As a calculation that indicates body fat, BMI is different from other unchangeable factors, such as age, race, and gender. It is potentially more modifiable. The factor that affects body weight may be a factor that influences the relationship between BMI and the prognosis of esophageal cancer patients. Weight loss is a common presenting symptom of digestive system neoplasms, especially in oral cancer, esophageal cancer, and gastric carcinoma. This is because most patients will experience dysphagia and odynophagia, which lead to reduced food intake. Also contributing to weight loss and malnutrition is the increased energy consumption and altered nutrient metabolism that is associated with systemic inflammation, which can be induced by the tumor.5,6,44 This is especially true for esophageal cancer patients after surgery.45,46 It is known that significant weight loss in cancer patients is a risk factor for long-term survival. Several studies have reported that pre-operative weight loss >10% of body weight can increase the risk of mortality after surgery by more than 10% in esophageal cancer patients.13,20,21 In this study, we chose BMI loss instead of weight loss to evaluate the influence of weigh change on survival by taking patient height into consideration. The Hazard Ratios (HRs) of BMI loss suggest that pretreatment BMI loss increased mortality, although this was not statistically significant (HR =1.194; 95%CI: 0.970–1.469; p=0.095). However, the mortality rate of patients in the present cohort increased as BMI loss increased. BMI loss was closely related to the cancer stage; a higher BMI loss had higher T (p=0.007) classifications.

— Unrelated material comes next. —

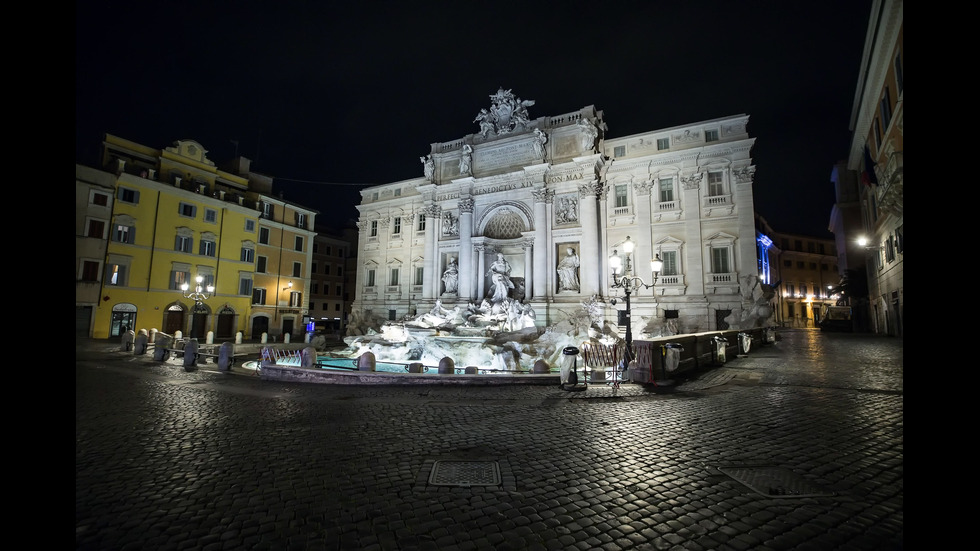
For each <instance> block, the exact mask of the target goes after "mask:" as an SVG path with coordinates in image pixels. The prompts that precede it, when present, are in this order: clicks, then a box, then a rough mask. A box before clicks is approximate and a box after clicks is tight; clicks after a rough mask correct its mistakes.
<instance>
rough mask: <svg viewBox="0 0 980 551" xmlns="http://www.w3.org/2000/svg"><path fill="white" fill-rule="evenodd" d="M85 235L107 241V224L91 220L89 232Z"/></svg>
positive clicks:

Nevertheless, we should acknowledge that the association between BMI and survival might be influenced by certain significant confounding factors. Studies have shown that a higher household income was associated with a 33–38% decrease in risk of death in esophageal cancer. Thus, improving the general socioeconomic status is a promising approach for reducing the tremendous burden of upper gastrointestinal cancers.38 In other words, patients with good socioeconomic status, income status, and education were more likely to receive better treatment because of better health consciousness and financial support.

However, this is a single-center retrospective analysis, and we need to validate the key findings and conclusions with other commonly used validation methods, including an independent cohort, in the future.

Conclusion

Our study provides more concrete evidence that a high BMI is associated with favorable long-term survival in esophageal cancer patients treated with different therapies in China. Patients with a low BMI and high BMI loss before therapy had a worse outcome than other patients with esophageal cancer. These results emphasize that the nutritional status in malnourished patients with esophageal cancer should be improved before therapy for a better prognosis.